A lawyer may withdraw from representing a client if the client, by his or her conduct, “insists upon taking action with which the lawyer has a fundamental disagreement” (Rules of Professional Conduct [22 NYCRR 1200.0] rule 1.16 [c] [4]) or the client “renders the representation unreasonably difficult for the lawyer to carry out employment effectively” (Rules of Professional Conduct [22 NYCRR 1200.0] rule 1.16 [c] [7]). Here, Farrell Fritz, P.C. (hereinafter the firm), established good cause to withdraw as counsel of record for the Mullens. Accordingly, the Supreme Court providently exercised its discretion in granting the firm’s motion (see Dillon v Otis El. Co., 22 AD3d 1, 3-4 [2005]; McCormack v Kamalian, 10 AD3d 679 [2004]; cf. Brothers v Burt, 27 NY2d 905 [1970]).

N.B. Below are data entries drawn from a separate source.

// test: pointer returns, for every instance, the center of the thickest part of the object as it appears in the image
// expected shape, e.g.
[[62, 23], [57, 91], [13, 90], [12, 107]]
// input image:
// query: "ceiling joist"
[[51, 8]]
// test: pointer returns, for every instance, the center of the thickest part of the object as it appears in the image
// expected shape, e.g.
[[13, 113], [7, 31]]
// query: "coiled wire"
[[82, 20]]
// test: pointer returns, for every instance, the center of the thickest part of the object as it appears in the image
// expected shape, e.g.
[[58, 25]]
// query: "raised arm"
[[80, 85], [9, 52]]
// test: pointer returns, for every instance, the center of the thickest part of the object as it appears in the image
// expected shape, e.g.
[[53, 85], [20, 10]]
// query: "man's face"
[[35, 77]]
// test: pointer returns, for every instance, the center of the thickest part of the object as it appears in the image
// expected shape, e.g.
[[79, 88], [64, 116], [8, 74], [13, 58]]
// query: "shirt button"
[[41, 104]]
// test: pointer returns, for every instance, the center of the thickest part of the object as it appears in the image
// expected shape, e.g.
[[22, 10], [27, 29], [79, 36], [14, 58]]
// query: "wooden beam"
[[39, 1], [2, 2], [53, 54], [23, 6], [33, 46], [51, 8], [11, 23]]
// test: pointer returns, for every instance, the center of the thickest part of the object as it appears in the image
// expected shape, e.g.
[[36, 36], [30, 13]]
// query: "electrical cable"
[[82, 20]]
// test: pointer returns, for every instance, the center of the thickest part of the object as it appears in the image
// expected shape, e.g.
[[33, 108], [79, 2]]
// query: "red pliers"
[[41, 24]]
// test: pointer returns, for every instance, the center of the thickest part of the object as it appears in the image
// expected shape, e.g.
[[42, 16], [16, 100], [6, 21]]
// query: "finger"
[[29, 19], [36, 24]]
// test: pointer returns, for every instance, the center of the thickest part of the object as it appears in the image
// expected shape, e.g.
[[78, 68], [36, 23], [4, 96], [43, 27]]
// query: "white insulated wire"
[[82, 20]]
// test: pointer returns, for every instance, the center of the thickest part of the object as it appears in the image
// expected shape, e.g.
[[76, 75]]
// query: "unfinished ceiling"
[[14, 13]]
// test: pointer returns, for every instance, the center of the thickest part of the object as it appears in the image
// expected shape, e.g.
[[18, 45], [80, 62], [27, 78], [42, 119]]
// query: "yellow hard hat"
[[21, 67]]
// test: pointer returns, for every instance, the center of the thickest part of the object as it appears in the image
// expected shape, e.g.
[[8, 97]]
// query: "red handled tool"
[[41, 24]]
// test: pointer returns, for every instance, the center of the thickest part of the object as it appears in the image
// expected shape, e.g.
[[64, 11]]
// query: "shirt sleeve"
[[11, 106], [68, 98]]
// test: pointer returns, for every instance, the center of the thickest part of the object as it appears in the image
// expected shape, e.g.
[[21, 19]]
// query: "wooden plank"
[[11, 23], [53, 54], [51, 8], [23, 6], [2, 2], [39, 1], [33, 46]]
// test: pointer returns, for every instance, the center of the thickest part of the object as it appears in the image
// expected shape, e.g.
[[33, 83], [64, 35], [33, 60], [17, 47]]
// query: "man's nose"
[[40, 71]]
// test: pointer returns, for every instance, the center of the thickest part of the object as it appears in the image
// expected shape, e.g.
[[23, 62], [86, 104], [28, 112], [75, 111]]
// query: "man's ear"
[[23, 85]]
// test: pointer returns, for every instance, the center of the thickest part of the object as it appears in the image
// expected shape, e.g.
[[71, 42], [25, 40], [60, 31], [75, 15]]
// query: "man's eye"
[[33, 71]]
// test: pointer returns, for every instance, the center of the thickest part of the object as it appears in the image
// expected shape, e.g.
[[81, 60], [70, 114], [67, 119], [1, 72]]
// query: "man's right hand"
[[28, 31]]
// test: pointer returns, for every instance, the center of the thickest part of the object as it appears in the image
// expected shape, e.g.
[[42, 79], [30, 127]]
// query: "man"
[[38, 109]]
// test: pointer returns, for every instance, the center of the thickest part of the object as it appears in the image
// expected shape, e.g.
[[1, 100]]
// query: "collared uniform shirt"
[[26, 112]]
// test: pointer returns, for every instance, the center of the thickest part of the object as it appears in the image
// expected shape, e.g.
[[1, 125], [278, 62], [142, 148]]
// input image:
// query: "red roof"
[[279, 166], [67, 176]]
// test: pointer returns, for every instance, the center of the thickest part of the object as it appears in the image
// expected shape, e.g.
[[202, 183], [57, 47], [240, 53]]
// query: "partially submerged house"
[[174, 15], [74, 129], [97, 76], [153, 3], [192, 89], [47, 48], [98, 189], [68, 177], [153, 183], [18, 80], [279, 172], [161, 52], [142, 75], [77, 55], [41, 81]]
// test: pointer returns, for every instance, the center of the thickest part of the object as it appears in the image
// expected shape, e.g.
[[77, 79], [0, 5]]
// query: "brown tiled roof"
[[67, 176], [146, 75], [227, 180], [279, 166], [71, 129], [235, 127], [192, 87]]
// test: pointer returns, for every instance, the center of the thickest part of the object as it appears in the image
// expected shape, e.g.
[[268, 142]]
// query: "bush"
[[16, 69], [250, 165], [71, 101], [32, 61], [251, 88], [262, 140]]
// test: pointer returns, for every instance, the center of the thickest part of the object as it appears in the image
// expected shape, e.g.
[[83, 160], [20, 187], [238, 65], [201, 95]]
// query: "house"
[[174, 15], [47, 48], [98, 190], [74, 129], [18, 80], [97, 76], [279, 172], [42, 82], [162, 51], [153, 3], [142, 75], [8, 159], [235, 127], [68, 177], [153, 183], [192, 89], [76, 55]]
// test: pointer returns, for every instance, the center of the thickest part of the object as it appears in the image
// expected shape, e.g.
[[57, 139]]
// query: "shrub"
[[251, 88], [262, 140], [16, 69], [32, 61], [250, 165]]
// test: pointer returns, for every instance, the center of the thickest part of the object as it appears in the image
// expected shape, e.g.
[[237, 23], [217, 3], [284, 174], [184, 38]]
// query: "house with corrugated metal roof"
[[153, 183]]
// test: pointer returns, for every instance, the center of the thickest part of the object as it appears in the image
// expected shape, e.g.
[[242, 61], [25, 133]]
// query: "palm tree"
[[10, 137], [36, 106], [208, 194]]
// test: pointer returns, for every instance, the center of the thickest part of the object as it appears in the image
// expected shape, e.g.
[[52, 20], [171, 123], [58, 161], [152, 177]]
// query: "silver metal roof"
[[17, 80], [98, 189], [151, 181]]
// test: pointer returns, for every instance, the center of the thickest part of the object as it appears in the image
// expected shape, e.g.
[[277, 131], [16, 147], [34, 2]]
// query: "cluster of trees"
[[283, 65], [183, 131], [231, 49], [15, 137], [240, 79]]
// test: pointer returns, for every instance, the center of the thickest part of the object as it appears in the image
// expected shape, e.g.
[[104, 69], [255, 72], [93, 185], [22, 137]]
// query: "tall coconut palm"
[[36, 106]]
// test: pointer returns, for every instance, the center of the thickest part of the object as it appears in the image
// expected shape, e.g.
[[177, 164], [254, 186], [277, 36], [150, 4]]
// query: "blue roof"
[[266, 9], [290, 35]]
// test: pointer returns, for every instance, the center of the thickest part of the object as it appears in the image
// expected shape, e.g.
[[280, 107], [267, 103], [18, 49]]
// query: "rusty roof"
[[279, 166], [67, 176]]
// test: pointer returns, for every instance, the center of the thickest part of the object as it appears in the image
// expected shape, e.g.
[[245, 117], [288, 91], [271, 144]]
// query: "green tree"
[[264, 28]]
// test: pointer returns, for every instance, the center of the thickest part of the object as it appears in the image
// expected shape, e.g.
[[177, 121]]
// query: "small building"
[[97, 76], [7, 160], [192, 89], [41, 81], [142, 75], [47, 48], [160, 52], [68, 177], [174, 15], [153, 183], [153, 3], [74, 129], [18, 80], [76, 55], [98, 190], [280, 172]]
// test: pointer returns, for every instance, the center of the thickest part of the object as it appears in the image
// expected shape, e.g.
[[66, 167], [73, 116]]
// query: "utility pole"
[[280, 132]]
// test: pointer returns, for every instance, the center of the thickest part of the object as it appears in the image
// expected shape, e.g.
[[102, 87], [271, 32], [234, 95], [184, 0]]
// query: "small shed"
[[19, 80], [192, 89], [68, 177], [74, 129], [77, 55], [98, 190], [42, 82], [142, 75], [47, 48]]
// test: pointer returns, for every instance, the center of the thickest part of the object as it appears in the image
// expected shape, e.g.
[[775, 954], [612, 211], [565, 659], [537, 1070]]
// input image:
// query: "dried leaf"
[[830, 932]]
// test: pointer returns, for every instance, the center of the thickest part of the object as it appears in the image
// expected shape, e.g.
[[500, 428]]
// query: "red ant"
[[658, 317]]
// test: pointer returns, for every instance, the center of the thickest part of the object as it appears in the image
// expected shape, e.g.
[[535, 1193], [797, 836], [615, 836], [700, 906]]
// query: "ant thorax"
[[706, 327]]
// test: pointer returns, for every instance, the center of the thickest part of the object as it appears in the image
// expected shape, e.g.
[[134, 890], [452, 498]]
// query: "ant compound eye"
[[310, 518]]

Turning to that branch of the Mullens’ cross motion which was for leave to amend their answer to assert a cross claim against the defendant Joel Zweig, individually, to recover damages for fraud arising from Joel Zweig’s alleged forgery of Mor*1154ris Zweig’s signature on the contract of sale dated July 15, 2004, the Mullens failed to allege the essential elements of a cause of action sounding in fraud (see CPLR 3016 [b]; see generally Lama Holding Co. v Smith Barney, 88 NY2d 413, 421 [1996]; Lanzi v Brooks, 43 NY2d 778, 780 [1977]). The contract of sale dated July 15, 2004, was between the plaintiffs and Morris Zweig. The Mullens allege that the plaintiffs abandoned that contract, or that the contract was a nullity because of Joel Zweig’s alleged forgery of Morris Zweig’s signature. The Mullens also allege that they are the bona fide purchasers of the subject real property. Accordingly, the Mullens cannot assert that Joel Zweig’s alleged forgery on the contract of sale dated July 15, 2004, was made with the intent to induce their reliance, or that they justifiably relied on Joel Zweig’s alleged forgery, both of which are essential elements to a fraud cause of action (see Lama Holding Co. v Smith Barney, 88 NY2d at 421). Accordingly, since the proposed amendment was palpably insufficient and patently devoid of merit, the Supreme Court properly denied this branch of the Mullens’ cross motion (see CPLR 3025 [b]; Smiley Realty of Brooklyn, LLC v Excello Film Pak, Inc., 67 AD3d 891, 892-893 [2009]; Beja v Meadowbrook Ford, 48 AD3d 495, 496 [2008]; G.K. Alan Assoc., Inc. v Lazzari, 44 AD3d 95, 99 [2007], affd 10 NY3d 941 [2008]).
The Mullens’ remaining contentions are without merit. Covello, J.P, Belen, Hall and Cohen, JJ., concur.